The key point: the customer doesn’t see them.

When someone orders a vodka and coke and doesn’t specific the type of spirit, they’ll be served the house pour. Their quality perception comes from what’s on the back bar – Stolichnaya, Ketel One or Reyka for example – which they can see. However, what’s actually being poured might be a far less premium product indeed. That’s normal, accepted, and commercially sensible.

The same applies to cocktails. Unless a brand is paying for placement, there’s no reason to pour a named spirit into a mixed drink – as long as the liquid is good quality, there’s no benefit in pouring well-known brands into drinks which don’t carry their name.

Contribution: where real money is made

Margin percentages don’t pay bills. Contribution does.

Champagne is the perfect example. The GP percentage is often low, but the cash contribution per sale is high. That alone makes it worthwhile.

The same logic applies to:

  • Prosecco
  • Bottles of wine
  • Any larger‑format serve

Contribution also becomes crucial when thinking about pricing mechanics. You should almost always price doubles more attractively than singles. Yes, it reduces margin – but it increases contribution within a limited sales window.

In many competitive socialising venues, guests may only be on site for 90 minutes. That might mean just three or four drink‑ordering moments. In that context, extracting maximum contribution per order matters far more than hitting a theoretical GP target.

You can’t pay rent with percentages. You can with pound notes.

Financial incentives: being paid to list

There’s another side to financial decision‑making – products that pay you to stock them.

This can take several forms:

  • Retrospective discounts
    • Where a brand will pay you an amount linked to how much product you’ve purchased, after a fixed period
  • Listing fees
    • Here, a brand will pay you a fixed amount up front, or at intervals during a fixed period, for you to list their product.
  • Marketing allowances
    • These have many different forms, but captures all other situations where the brand is paying for print, clothing, signage or any other useful item in order to raise awareness of their product, in your venue.
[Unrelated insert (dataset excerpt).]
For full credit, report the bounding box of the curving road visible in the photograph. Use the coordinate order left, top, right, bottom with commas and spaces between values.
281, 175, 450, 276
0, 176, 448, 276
Remember though, those marketing allowances don’t just have to promote the product, they can support your venue as a whole.

A quick rule: never let a brand design your menus Design your own, using their logos, wording or fonts of course, and stay in control of what else appears alongside them and how the overall output looks. The look and feel of your venue is critical, and isn’t worth breaking just for a ‘free’ tent card designed by someone they’ve outsourced the work to on Fiverr.

The same thinking applies to uniforms, signage, and collateral. Partner smartly, keep control.

3. Brand: what the customer sees matters

If your menu is built purely for profit, it will feel odd and disconnected from the rest of the venue.

If you’ve invested in good design and branding, then everything the customer touches should reinforce it. The bar range is no exception.

Customers experience your drinks range through:

  • The back bar and fridges
  • Visible draught lines
  • The menu itself, and other Point of Sale
  • How the staff talk about it to them

Anything that’s visible should actively support your brand story.

If you’re running an American‑themed sports bar, your back bar should lean into American products, probably with a heavy presence of bourbons and tequilas. Heroing English gins in that environment will feel visually wrong, even if they’re great products.

That doesn’t mean your rail spirits can’t be the cheapest English gin available. No one sees them. Visibility is the difference.

What’s in the customer’s eyeline should always be intentional and always support the brand.

The rule of three 

Every item on your drinks menu should earn its place by ticking at least one of these boxes:

  1. Bar Call – you have to stock it or risk losing the sale entirely
  2. Financial benefit – either someone is paying you to list it, or it materially improves your results
  3. Brand support – it reinforces the look, feel, and story of your venue

If a product doesn’t clearly meet one of those criteria, it shouldn’t be there.

Delisting isn’t failure – it’s discipline.